Kerosene- It is used extensively globally in cooking and space heating. It is also the
basic fuel for modern jet engines.
Fuel oil - It can be used as a power source of lamps, heaters, stoves, engines and
lanterns typically at home in furnaces and boilers. The machinery of farming, mining
or quarrying machinery or even bunkering ships uses fuel oil.
❖ The origin and occurrence of coal and petroleum
Coal -is a nonrenewable fossil fuel that is combusted and used to generate
electricity. Mining techniques and combustion are both dangerous to miners and
hazardous to the environment; however, coal accounts for about half of the
electricity generation in the United States.

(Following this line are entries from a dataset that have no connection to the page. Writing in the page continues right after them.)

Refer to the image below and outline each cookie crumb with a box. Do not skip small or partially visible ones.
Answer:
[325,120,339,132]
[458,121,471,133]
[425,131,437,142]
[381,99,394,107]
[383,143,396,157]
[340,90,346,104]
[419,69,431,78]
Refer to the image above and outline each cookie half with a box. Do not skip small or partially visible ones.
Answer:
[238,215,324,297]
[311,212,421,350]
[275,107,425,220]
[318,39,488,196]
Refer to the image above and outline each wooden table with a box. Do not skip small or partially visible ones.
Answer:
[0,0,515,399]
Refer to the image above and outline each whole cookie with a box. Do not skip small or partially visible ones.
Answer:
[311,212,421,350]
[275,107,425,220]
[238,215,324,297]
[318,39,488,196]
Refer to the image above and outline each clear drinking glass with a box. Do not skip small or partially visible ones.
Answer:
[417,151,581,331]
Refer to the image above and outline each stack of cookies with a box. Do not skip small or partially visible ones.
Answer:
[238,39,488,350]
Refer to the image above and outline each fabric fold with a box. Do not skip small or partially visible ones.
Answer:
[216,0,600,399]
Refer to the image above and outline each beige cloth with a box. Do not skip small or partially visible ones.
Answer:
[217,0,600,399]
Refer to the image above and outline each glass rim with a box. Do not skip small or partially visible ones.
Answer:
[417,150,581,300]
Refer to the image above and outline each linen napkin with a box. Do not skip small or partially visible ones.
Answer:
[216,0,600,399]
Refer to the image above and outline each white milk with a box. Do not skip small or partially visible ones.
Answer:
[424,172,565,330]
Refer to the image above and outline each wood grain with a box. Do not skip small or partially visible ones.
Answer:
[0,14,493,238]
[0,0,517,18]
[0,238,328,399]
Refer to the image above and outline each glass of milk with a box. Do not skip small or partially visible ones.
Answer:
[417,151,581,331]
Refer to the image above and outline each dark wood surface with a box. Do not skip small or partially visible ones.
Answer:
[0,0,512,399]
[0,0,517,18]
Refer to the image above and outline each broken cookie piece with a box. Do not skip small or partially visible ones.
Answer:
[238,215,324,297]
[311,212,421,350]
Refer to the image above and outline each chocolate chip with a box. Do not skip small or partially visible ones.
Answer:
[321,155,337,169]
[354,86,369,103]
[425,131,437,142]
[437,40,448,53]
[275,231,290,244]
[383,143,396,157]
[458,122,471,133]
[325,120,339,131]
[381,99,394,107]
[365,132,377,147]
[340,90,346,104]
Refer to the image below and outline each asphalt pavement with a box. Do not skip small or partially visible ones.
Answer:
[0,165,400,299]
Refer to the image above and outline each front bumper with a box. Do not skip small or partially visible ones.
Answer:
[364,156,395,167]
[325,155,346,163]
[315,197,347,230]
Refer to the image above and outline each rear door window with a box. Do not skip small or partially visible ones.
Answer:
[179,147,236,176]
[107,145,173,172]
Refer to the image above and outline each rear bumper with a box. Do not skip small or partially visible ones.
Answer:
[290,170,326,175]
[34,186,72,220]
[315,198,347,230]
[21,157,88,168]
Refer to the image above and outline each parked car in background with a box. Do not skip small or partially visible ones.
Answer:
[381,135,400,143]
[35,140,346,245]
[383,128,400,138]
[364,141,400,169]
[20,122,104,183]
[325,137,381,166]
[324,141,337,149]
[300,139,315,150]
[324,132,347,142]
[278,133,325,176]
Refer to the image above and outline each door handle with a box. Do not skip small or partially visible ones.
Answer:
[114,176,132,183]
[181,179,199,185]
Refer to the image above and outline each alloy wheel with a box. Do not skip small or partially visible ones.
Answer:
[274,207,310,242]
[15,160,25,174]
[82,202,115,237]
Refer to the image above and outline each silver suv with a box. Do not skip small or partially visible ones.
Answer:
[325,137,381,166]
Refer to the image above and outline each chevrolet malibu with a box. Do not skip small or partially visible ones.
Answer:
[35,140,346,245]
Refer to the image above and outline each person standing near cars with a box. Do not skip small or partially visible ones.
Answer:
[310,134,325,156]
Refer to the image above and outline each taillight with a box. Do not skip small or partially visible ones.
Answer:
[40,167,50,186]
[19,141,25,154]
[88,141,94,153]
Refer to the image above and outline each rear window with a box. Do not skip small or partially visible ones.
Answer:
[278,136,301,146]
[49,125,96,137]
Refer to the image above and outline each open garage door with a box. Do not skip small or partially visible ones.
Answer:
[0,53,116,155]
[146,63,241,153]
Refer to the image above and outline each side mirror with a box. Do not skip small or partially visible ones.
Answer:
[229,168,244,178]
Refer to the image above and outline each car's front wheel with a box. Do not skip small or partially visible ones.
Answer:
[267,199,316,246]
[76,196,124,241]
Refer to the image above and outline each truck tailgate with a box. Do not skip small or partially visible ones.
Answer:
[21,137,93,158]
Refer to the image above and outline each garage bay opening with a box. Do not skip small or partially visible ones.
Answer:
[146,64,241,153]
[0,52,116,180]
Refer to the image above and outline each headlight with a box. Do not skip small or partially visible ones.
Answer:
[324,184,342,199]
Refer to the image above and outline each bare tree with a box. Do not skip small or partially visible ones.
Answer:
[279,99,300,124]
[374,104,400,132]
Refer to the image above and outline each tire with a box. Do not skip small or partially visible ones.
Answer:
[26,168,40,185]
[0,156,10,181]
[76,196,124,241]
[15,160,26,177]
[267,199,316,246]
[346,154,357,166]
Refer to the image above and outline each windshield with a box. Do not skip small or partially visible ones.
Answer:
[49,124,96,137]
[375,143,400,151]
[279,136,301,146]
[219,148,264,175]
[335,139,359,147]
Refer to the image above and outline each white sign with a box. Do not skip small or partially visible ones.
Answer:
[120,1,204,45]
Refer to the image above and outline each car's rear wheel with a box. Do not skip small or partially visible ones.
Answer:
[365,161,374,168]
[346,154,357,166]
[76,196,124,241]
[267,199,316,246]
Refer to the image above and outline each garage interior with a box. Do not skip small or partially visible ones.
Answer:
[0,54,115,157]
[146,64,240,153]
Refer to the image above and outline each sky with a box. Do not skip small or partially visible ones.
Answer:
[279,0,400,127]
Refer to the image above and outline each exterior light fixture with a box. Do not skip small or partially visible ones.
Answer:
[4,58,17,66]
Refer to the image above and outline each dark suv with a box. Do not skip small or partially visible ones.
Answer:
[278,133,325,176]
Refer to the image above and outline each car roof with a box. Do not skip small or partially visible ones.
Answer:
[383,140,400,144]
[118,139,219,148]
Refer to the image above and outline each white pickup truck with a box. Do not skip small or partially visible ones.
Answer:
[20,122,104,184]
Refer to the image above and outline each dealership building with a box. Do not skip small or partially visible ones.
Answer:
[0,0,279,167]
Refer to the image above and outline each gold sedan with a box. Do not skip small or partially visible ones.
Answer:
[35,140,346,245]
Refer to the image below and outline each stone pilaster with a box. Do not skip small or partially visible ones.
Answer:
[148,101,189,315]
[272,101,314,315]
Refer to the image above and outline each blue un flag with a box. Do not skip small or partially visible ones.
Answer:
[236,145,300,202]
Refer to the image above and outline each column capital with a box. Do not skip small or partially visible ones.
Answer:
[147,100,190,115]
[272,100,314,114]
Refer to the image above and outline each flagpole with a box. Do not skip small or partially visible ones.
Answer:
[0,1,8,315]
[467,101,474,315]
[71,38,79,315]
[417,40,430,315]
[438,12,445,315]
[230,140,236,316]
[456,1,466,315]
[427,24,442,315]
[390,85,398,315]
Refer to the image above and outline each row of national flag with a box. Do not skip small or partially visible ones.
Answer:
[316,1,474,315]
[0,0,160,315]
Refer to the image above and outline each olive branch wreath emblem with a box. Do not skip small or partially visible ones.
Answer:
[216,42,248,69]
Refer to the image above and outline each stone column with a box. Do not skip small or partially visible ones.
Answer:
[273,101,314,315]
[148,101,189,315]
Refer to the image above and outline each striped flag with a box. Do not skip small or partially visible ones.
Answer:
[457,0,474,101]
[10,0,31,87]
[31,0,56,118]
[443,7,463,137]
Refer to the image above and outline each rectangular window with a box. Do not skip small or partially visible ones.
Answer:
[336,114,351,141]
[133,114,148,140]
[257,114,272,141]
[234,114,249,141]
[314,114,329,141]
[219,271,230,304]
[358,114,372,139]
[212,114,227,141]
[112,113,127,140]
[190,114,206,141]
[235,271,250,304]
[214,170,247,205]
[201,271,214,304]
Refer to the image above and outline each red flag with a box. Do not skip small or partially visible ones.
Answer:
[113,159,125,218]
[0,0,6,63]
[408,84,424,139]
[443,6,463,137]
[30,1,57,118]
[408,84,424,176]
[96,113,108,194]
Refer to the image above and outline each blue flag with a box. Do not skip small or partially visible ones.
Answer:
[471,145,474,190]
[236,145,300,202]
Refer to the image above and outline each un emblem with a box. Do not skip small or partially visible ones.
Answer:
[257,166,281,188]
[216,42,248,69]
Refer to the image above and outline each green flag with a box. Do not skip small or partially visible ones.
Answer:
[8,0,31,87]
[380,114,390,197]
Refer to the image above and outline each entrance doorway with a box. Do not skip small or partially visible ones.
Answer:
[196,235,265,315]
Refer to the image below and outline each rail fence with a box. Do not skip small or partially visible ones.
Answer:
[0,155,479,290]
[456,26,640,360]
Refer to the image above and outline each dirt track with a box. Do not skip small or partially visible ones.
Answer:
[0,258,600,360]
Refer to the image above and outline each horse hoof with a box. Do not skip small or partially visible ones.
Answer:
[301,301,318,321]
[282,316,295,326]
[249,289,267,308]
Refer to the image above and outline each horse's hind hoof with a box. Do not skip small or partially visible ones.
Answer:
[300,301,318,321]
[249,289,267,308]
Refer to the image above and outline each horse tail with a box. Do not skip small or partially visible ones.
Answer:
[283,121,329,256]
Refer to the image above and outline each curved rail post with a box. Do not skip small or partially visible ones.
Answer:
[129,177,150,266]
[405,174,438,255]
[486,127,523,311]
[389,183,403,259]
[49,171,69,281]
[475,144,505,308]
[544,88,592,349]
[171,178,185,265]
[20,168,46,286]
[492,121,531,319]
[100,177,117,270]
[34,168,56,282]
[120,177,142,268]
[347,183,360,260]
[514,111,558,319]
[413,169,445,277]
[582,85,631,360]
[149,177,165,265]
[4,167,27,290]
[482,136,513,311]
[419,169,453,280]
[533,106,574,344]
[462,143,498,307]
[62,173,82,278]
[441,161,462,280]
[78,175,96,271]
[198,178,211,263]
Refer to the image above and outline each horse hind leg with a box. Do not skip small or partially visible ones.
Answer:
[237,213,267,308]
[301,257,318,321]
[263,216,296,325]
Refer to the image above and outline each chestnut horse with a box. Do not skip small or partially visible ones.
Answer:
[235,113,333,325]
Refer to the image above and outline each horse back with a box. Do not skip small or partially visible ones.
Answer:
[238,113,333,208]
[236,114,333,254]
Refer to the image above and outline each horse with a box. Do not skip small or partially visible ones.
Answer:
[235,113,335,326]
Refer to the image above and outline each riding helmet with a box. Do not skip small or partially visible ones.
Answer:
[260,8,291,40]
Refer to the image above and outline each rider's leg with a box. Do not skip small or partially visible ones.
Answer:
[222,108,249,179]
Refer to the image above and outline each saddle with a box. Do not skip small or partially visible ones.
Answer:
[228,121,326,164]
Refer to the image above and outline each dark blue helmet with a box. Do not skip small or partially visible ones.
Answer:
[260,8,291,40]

Petroleum - also called crude oil, is a fossil fuel. Like coal and natural gas,
petroleum was formed from the remains of ancient marine organisms, such as
plants, algae, and bacteria. Over millions of years of intense heat and pressure,
these organic remains (fossils) transformed into carbon-rich substances we rely
on as raw materials for fuel and a wide variety of products.
COAL PETROLEUM
CHEMICAL STRUCTURE
COAL - As for its chemical composition, coal is a mixture of high-molecular-
weight polycyclic aromatic compounds, such as benzene C6H6, toluene
C6H5CH3, xylene C6H4(CH3)2, naphthalene C10H8, anthracene C14H10,
pyrene C16H10 and their derivatives with high mass fraction of carbon, as well
as of water and volatile substances.
PETROLEUM - Chemically, petroleum consists principally of hydrogen and
carbon, but also contains small percentages of oxygen, nitrogen, sulfur, and traces
of metals, such as vanadium, cobalt, and nickel. The common organic compounds
include alkanes (paraffins), naphthenes, aromatics, and heterocompounds.
The Philippines has only two active petroleum fields: Galoc, an offshore field
in the Northwest Palawan Basin, and Alegria, an onshore field in the Province of
Cebu.
Venezuela is the leading country in terms of oil reserves, with over 304 billion
barrels of oil beneath its surface. Saudi Arabia is a close second with 298
billion, and Canada is third with 170 billion barrels of oil reserves.